Terry Pratchett’s Discworld is a planet that is shaped not into a globe but into a disc and is the setting for Pratchett’s Discworld books. Jingo is the 21st Discworld novel written by Pratchett and is the fourth of a set that features the character of Sam Vimes and the City Watch of Discworld’s largest city, Ankh-Morpork. It was originally published in 1997.
Once upon a time on Discworld, there was a little island of no real importance called Leshp. Two of the Discworld’s powerful city-states, Ankh Morpork and Klatch, both laid claim to the island. But then, like Atlantis, it sank beneath the waves. But now Leshp is rising again and it has been rediscovered by two fishermen, one each from Ankh Morpork and Klatch. Of course, the dispute over the island starts again. Both countries start to look to war as the answer. The trouble is that Ankh-Morpork has nothing to fight with and no means of buying arms or men. Meanwhile, Klatch has been arming to the teeth.
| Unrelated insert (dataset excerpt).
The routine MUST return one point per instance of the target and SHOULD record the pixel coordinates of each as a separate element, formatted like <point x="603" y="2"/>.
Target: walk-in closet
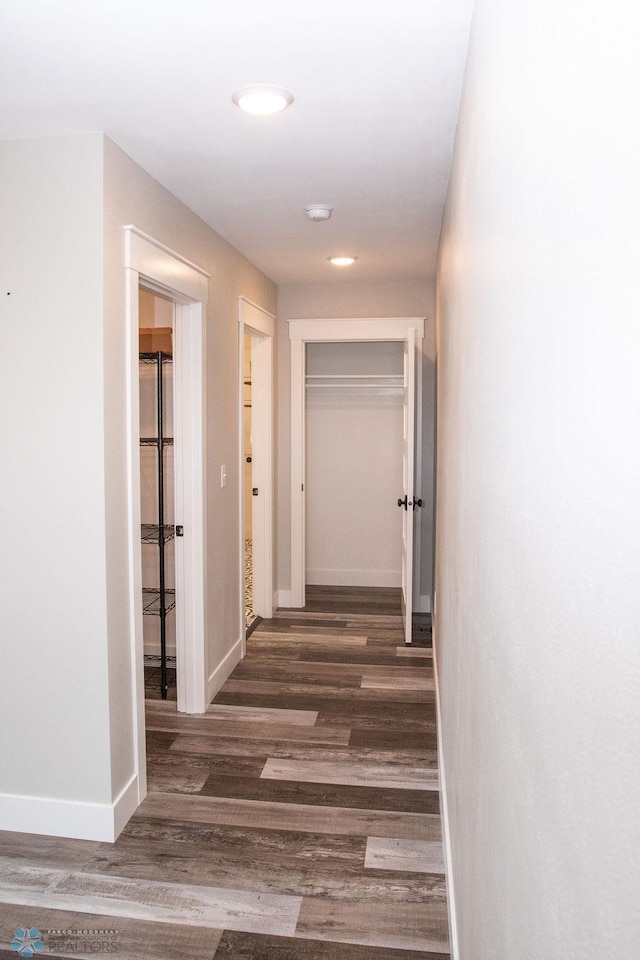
<point x="354" y="429"/>
<point x="158" y="528"/>
<point x="247" y="485"/>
So when some Klatchian notables come to Ankh-Morpork to talk about resolving the dispute with words rather than bullets, things start to look up. Sadly someone from the Klatchian delegation wants a shooting war, and so do some people from Ankh-Morpork. So it falls to Sam Vimes and his fellow City Watchmen, Corporals Carrott and Angua, to figure out who it is and what exactly is going on. First, an important Klatchian noble is assassinated and, as Vimes looks into that crime, he starts to find what appears to be a frame job of one of the Klatchians. Sam Vimes is soon on his way to Klatch to try and solve the crime before both cities are engulfed in a war.
“Jingo” is largely a good old-fashioned police procedural with the usual twists of Prachett’s Discworld universe thrown in for good measure.
Pratchett’s writing as usual is sharp and often times very funny. His characters are sharply drawn, and there is no mistaking who is who in the book. Perhaps, and unsurprisingly, Pratchett has started to self-copy some in this book, this being number 21 in the series.
Anyone that has read any of the previous Discworld novels would find this book to be better than most and certainly well worth a read. Those not familiar with the series would be better off starting somewhere else in the series, since “Jingo” seems to jump right off with little or no background explanations.